Amtrak would take one of the heaviest blows, potentially losing $1.5 billion in funding next year if the GOP plan becomes law. In a statement last week, Stephen Gardner, the passenger railroad’s chief executive, said such a cut would force Amtrak to “radically reduce or suspend service on various routes across the nation.”

Republicans would extract another $2 billion from a federal infrastructure program used to fund the construction of new transit lines. That could jeopardize a slew of projects now underway — including the Gateway tunnel system between New York and New Jersey, one of the largest infrastructure endeavors in the nation, which hopes to receive $7 billion to make urgently needed repairs.

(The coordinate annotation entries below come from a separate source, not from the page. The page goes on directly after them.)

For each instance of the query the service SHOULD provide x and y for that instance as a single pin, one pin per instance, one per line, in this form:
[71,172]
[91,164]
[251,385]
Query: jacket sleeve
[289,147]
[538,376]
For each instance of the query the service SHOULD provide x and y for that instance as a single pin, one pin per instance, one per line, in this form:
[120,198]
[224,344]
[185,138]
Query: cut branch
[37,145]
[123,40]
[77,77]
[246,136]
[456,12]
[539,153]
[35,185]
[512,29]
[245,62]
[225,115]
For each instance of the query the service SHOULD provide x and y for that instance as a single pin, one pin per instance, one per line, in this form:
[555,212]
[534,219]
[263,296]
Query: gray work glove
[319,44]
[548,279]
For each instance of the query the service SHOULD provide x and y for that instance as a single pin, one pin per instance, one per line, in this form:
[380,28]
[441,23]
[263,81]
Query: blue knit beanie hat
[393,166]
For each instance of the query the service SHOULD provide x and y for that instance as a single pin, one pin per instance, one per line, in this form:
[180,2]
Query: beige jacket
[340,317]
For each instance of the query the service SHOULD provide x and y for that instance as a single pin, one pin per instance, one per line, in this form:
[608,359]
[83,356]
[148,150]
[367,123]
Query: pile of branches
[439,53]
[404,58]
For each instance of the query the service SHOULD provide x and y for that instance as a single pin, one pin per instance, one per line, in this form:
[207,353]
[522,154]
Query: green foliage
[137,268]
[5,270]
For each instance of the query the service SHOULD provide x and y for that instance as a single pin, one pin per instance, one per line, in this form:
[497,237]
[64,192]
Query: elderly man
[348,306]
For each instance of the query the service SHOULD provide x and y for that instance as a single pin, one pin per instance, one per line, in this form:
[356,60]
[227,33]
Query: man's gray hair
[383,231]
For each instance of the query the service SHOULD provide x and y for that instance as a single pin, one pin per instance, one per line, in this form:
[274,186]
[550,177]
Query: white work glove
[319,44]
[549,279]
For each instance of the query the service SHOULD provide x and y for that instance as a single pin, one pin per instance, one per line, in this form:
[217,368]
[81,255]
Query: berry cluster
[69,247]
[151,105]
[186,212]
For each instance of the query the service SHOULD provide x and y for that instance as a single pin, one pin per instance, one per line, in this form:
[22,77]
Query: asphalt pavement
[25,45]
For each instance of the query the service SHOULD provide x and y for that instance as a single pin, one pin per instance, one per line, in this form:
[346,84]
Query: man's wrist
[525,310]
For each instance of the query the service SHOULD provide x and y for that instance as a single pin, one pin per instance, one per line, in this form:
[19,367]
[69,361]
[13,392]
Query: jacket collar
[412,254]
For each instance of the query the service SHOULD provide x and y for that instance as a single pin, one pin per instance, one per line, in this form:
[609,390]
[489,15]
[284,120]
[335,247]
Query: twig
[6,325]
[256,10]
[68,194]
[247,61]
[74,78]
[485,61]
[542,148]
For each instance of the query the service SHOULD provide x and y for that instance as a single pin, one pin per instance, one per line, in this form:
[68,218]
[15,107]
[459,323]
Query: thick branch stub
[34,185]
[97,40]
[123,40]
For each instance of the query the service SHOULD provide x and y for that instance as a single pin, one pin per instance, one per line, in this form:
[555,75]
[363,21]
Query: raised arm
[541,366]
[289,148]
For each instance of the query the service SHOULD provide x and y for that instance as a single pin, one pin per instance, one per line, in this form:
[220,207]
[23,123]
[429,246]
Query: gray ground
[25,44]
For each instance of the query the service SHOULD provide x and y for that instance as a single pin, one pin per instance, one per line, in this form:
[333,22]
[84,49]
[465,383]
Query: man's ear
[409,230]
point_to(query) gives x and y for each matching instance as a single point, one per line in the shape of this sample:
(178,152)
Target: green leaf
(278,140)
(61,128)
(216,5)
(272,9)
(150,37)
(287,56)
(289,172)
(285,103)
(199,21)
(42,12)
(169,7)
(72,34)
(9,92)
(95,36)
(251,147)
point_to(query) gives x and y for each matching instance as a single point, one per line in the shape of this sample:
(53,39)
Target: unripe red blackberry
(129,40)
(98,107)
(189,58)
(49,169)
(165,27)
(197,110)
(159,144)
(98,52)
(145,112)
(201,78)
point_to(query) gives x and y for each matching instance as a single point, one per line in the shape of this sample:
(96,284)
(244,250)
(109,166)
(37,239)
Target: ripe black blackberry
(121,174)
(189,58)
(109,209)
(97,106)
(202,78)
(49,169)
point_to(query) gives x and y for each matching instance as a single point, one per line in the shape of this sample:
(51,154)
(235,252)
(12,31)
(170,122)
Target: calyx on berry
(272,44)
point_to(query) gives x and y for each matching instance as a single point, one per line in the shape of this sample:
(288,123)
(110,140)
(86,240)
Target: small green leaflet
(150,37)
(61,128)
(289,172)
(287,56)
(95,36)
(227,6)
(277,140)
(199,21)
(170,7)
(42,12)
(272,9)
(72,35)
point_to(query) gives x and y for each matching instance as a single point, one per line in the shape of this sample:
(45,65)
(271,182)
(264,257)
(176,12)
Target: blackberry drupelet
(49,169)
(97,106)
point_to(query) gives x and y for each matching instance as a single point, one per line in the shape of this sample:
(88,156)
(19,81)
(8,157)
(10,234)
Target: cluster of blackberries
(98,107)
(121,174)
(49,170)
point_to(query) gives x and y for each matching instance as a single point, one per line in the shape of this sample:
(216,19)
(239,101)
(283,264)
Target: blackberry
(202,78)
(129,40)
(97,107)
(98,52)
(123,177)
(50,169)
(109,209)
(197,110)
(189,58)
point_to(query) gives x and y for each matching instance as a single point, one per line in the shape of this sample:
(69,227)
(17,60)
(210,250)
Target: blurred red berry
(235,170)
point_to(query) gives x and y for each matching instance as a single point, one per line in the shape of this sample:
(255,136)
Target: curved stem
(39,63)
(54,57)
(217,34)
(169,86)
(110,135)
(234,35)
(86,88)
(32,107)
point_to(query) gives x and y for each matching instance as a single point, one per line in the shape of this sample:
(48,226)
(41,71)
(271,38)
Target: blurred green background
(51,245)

The GOP bills also provide no new funding in 2024 for a series of grant programs that Republicans historically have supported. That would equate to a roughly $800 million cut from the initiative known as RAISE, which provides money to cities and states so they can construct bridges over rail lines, create new pedestrian paths and finance street redesigns.

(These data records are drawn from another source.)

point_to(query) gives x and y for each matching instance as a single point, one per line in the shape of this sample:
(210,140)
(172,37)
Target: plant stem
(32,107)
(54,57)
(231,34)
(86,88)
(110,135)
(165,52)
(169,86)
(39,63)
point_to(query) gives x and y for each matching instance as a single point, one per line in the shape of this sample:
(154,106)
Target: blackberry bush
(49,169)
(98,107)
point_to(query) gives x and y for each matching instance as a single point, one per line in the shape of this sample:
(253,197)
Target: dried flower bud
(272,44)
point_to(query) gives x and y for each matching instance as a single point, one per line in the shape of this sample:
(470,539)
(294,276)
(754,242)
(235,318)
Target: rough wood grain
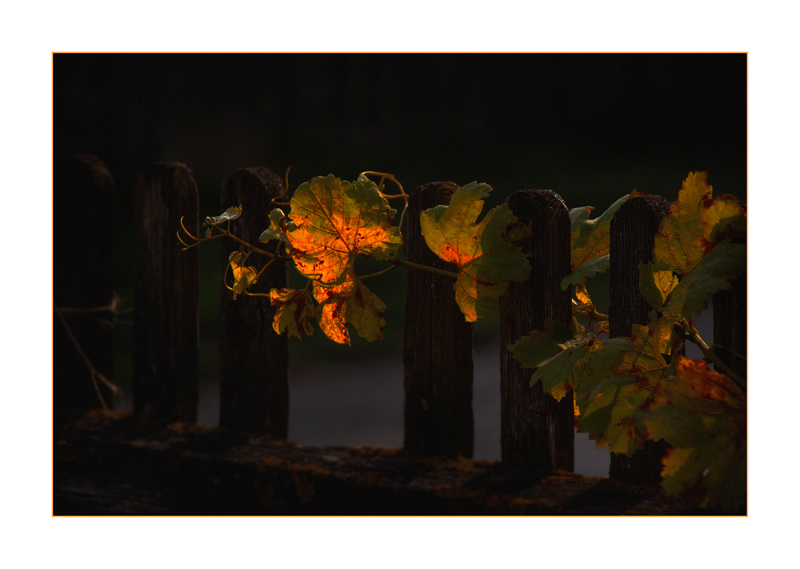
(254,360)
(166,341)
(116,464)
(730,324)
(633,231)
(537,432)
(83,230)
(438,343)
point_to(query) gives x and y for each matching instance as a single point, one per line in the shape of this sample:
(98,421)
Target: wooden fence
(536,432)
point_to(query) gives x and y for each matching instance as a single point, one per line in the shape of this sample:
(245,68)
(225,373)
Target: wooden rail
(247,466)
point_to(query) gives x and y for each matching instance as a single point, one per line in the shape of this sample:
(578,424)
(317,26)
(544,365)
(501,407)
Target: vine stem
(398,261)
(711,356)
(94,374)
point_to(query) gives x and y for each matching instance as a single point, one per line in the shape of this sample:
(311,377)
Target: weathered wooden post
(633,231)
(83,230)
(254,359)
(437,345)
(166,341)
(537,433)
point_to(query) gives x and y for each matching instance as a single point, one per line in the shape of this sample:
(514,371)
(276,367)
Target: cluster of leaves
(333,222)
(625,390)
(629,390)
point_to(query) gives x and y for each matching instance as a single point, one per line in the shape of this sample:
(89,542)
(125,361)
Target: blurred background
(591,127)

The program is so popular the Transportation Department received $15 billion in requests last year, though the agency could only award 162 projects totaling $2.2 billion in funding in June. Some of those requests came from GOP lawmakers on the House Appropriations Committee: 17 panel members wrote the Biden administration in search of funds for dozens of local projects in 2022 and 2023, according to letters backing requests for funds that the department released to The Washington Post last week.

The members include Rep. Ashley Hinson (R-Iowa), who wrote in support of five RAISE applicants in her state. Her office accused the Biden administration of “playing political games” in releasing the letters and said the congresswoman “will remain focused on bringing investments back to Iowa while reining in overall government spending.”

Biden, for his part, only sought in 2024 to fund the RAISE program at the level adopted under the infrastructure law. But the president did request — and Republicans ultimately denied — $1.2 billion in new money for infrastructure megaprojects. That would have included funds for the long-sought overhaul of the Brent Spence Bridge between Ohio and Kentucky and the Calcasieu River Bridge, which carries Interstate 10 in Louisiana.

In an early hearing last week, the top Republican overseeing transportation spending — Rep. Tom Cole (R-Okla.) — defended the bill as one that “meets the challenge before us to reduce spending and get our debt under control.”

On Tuesday, he added of the fierce debate to come: “These things tend to start out in one place. They always tend to end up some place else.”